An understanding of the functional anatomy is the prerequisite for successful application of the fracture fixation devices
in the unfamiliar location of the mandible. These biomechanical principals must account not only for the very large forces
generated, but also the position of the teeth that can – and often do – interfere with implant application. Bending forces
are the primary distracting forces acting on the mandible that must be neutralized (Fig. 1). A continuum of tensile to compressive
stresses exists from one side of the bone to the other during bending stress. Maximal tensile stresses are present at the
oral (alveolar) surface, and maximal compressive stresses are present at the aboral surface (Fig. 1a); therefore, distraction
is created at the oral margin (Fig. 1b). These bending moments increase from caudal to cranial; furthermore, shear forces
are maximal at the ramus, while rotational forces are most prominent rostral to the canine teeth - and maximal at the mandibular
symphysis. Bending moments, however, remain as the most significant force that must be neutralized due to the anatomic configuration
of a long lever arm with absence of supplemental support.
Fig. 1 A) Line drawing of an the mandible demonstrating bending moments, i.e., the continuum of tensile to compressive stresses
from oral to aboral bone surface with closure of the jaw during normal (chewing, biting) function (medium arrows). Large
arrows indicate pull of the major muscles of mastication (T, temporalis m; M, masseter m; D, digastricus m; P, pterygoideus
m). B) With a fracture, distraction occurs at the oral (alveolar) margin; compression occurs only at the point of bone fragment
Application of the fixation must consider the tension and compression surfaces of the bone. All fixation devices are strongest
in tension (stresses parallel to the longitudinal axis of the implant); therefore, they should be placed along the lines of
tensile stress, or on the tension surface of the bone. In cases of mandibular fractures, this location is along the alveolar
border; however, the presence of the teeth will interfere with this most optimal biomechanical location.

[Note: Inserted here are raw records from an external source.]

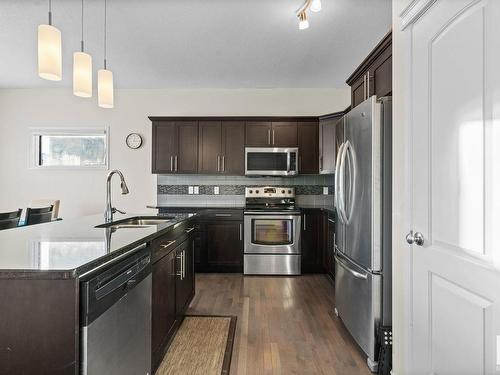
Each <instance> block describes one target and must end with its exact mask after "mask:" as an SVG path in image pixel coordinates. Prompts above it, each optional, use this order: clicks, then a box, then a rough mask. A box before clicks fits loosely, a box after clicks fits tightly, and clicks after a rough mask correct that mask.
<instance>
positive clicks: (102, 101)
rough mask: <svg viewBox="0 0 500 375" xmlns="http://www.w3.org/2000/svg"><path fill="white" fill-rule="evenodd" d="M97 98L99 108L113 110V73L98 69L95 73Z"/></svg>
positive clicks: (110, 70) (108, 71) (113, 104)
mask: <svg viewBox="0 0 500 375" xmlns="http://www.w3.org/2000/svg"><path fill="white" fill-rule="evenodd" d="M97 98H98V103H99V107H102V108H113V107H114V97H113V72H112V71H111V70H107V69H100V70H99V71H98V72H97Z"/></svg>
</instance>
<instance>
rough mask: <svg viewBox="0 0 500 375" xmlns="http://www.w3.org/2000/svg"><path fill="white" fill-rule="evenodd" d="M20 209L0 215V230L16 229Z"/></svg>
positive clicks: (20, 209) (19, 216)
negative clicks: (0, 229)
mask: <svg viewBox="0 0 500 375" xmlns="http://www.w3.org/2000/svg"><path fill="white" fill-rule="evenodd" d="M22 212H23V210H22V209H19V210H17V211H13V212H2V213H0V229H9V228H16V227H17V226H18V225H19V219H20V218H21V213H22Z"/></svg>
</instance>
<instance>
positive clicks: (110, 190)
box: [104, 169, 129, 223]
mask: <svg viewBox="0 0 500 375" xmlns="http://www.w3.org/2000/svg"><path fill="white" fill-rule="evenodd" d="M114 174H118V176H120V187H121V189H122V194H128V193H129V190H128V186H127V183H126V182H125V177H124V176H123V173H122V172H120V171H119V170H118V169H115V170H112V171H111V172H109V173H108V177H107V179H106V210H105V211H104V220H105V221H106V223H109V222H111V221H113V214H114V213H115V212H117V211H118V212H120V213H125V212H122V211H120V210H117V209H116V208H114V207H113V205H112V204H111V178H112V177H113V175H114Z"/></svg>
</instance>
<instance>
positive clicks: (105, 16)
mask: <svg viewBox="0 0 500 375" xmlns="http://www.w3.org/2000/svg"><path fill="white" fill-rule="evenodd" d="M107 16H108V14H107V0H104V69H107V66H106V39H107V31H108V24H107V19H108V17H107Z"/></svg>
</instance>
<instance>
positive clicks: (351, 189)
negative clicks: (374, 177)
mask: <svg viewBox="0 0 500 375" xmlns="http://www.w3.org/2000/svg"><path fill="white" fill-rule="evenodd" d="M348 142H349V141H348ZM347 153H348V154H349V163H348V164H349V169H350V173H349V174H350V176H349V179H350V181H349V183H350V186H351V188H350V189H349V192H350V194H351V197H350V198H351V204H350V205H349V212H348V213H346V215H345V216H346V218H347V224H349V222H350V221H351V218H352V213H353V211H354V205H355V198H356V182H357V174H358V167H357V160H356V152H355V150H354V147H353V146H352V144H351V143H350V142H349V144H348V146H347V152H346V154H347Z"/></svg>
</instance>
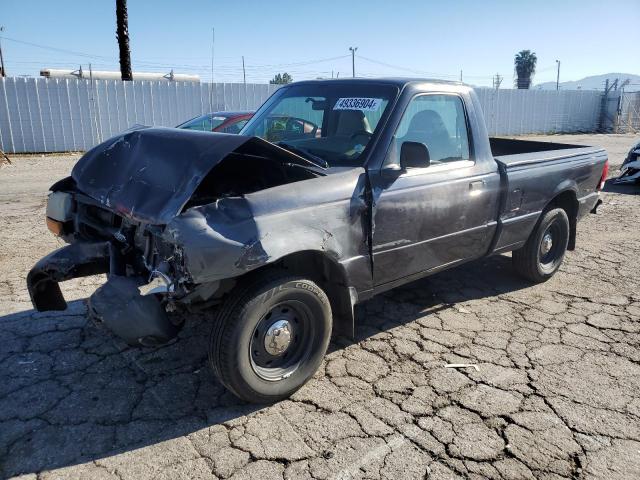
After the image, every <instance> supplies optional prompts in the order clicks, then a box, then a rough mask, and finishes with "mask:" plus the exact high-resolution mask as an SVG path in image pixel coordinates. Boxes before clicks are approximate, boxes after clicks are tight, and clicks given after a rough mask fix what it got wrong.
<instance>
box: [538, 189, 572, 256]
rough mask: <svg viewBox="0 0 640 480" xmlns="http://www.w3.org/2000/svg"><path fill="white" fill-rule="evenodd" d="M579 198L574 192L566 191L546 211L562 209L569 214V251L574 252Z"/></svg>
mask: <svg viewBox="0 0 640 480" xmlns="http://www.w3.org/2000/svg"><path fill="white" fill-rule="evenodd" d="M578 207H579V204H578V197H577V196H576V192H574V191H573V190H565V191H564V192H562V193H560V194H558V195H556V196H555V197H554V198H553V199H552V200H551V201H550V202H549V203H548V204H547V206H546V208H545V211H546V210H550V209H552V208H562V209H563V210H564V211H565V212H567V217H569V243H568V245H567V250H574V249H575V248H576V230H577V223H578Z"/></svg>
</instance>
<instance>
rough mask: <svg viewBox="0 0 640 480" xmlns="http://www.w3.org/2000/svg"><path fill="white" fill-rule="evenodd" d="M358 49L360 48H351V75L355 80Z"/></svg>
mask: <svg viewBox="0 0 640 480" xmlns="http://www.w3.org/2000/svg"><path fill="white" fill-rule="evenodd" d="M357 49H358V47H355V48H354V47H349V50H351V73H352V75H353V78H356V50H357Z"/></svg>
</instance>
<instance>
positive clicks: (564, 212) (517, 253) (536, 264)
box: [512, 208, 569, 283]
mask: <svg viewBox="0 0 640 480" xmlns="http://www.w3.org/2000/svg"><path fill="white" fill-rule="evenodd" d="M568 243H569V217H567V212H565V211H564V210H563V209H562V208H554V209H553V210H549V211H547V212H545V213H544V214H543V215H542V218H541V219H540V221H539V222H538V225H537V226H536V228H535V230H534V231H533V232H532V233H531V235H530V236H529V239H528V240H527V243H525V244H524V246H523V247H522V248H520V249H518V250H514V251H513V253H512V260H513V266H514V268H515V270H516V271H517V272H518V273H519V274H520V275H522V276H523V277H525V278H526V279H528V280H531V281H533V282H536V283H541V282H545V281H547V280H549V279H550V278H551V277H552V276H553V275H554V274H555V273H556V272H557V271H558V269H559V268H560V265H561V264H562V260H563V259H564V254H565V252H566V251H567V245H568Z"/></svg>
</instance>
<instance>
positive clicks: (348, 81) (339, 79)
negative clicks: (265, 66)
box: [289, 77, 468, 88]
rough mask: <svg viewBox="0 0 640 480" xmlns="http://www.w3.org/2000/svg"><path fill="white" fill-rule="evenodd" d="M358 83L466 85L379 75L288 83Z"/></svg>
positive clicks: (424, 78) (450, 82)
mask: <svg viewBox="0 0 640 480" xmlns="http://www.w3.org/2000/svg"><path fill="white" fill-rule="evenodd" d="M328 82H331V83H356V84H358V83H360V84H378V85H379V84H381V83H383V84H387V85H395V86H397V87H400V88H402V87H404V86H405V85H408V84H412V83H439V84H445V85H454V86H468V85H466V84H465V83H463V82H459V81H452V80H439V79H435V78H404V77H380V78H323V79H318V80H301V81H299V82H294V83H290V84H289V85H303V84H318V83H328Z"/></svg>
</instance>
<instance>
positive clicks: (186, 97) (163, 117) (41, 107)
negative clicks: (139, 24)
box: [0, 77, 278, 153]
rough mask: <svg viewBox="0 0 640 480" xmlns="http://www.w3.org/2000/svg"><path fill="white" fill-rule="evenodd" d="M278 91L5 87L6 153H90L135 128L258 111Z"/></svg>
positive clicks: (0, 114) (188, 88)
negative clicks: (95, 148) (51, 152)
mask: <svg viewBox="0 0 640 480" xmlns="http://www.w3.org/2000/svg"><path fill="white" fill-rule="evenodd" d="M277 88H278V86H277V85H263V84H247V85H246V87H245V85H243V84H238V83H213V84H211V83H190V82H150V81H135V82H122V81H118V80H94V81H93V82H91V81H89V80H75V79H47V78H12V77H8V78H3V79H1V81H0V145H1V147H0V148H2V150H4V151H5V152H12V153H20V152H64V151H75V150H87V149H89V148H91V147H92V146H94V145H96V144H97V143H99V142H101V141H103V140H105V139H107V138H109V137H111V136H113V135H115V134H116V133H118V132H122V131H123V130H126V129H127V128H129V127H131V126H132V125H135V124H141V125H155V126H164V127H175V126H176V125H178V124H179V123H182V122H184V121H185V120H188V119H190V118H193V117H195V116H197V115H201V114H202V113H205V112H213V111H216V110H254V109H256V108H258V107H259V106H260V105H261V104H262V103H263V102H264V101H265V100H266V99H267V98H268V97H269V96H270V95H271V94H272V93H273V92H275V91H276V90H277Z"/></svg>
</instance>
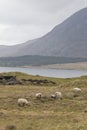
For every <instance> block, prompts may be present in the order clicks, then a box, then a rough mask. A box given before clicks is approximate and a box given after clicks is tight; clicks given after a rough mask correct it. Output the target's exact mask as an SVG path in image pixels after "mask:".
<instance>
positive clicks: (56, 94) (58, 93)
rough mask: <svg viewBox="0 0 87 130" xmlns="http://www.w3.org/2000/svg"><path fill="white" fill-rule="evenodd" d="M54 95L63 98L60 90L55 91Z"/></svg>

The objectives of treatment are to provide early rigid skeletal fixation, with restoration of dental occlusion, thereby achieving
an early return to function (eating and drinking – without bypassing the oral cavity via alternate feeding methods, e.g.,
esophagostomy/gastrostomy tube placement). Techniques and devices most often described for this purpose include: intraosseous
wire, used alone or in combination with other skeletal fixation devices, and bone plates and screws.
Intraosseous wire fixation is a simple technique that is designed to be used on the basis of the tension-band principle.
Due to the wire's small size, a great deal of versatility is possible with the wire location. This permits the tooth roots
to be easily avoided when placing wires on the biomechanically advantageous alveolar surface of the bone. Intraosseous wire
fixation is used to provide direct support for distracting (due to bending) and shearing forces at the fracture site. A single
heavy wire suture (e.g., 1.5-mm) applied to thicker bones, as in the mandibular body or ridges of the vertical mandibular
ramus, sufficiently neutralizes bending forces by locating the wire nearer to the alveolar/oral margin rather than to the
ventral, or aboral, margin of the bone. This location effectively prevents bending and separation at the tension side of
the mandible during normal function (chewing, biting). If anatomic reduction can be maintained, lateral bending, shear and
rotational forces on the mandible are minimal. Single intraosseous wires, although most useful in neutralizing bending forces,
still may not effectively neutralize shear or rotational forces despite the latter's generally lower magnitude. The addition
of a second, or divergent, wire greatly enhances neutralization of these forces. When bony defects are present, either due
to trauma or tooth loss this form of fixation is not effective, as it cannot maintain distraction because it cannot function
as a buttress device. The limitation of orthopedic wire, therefore, is that it must be used with an understanding of the
functional anatomy (placed along the lines of tensile stress) and with an anatomic reconstruction of all bone fragments (used as a rigid suture to compress the fractured bone fragments together).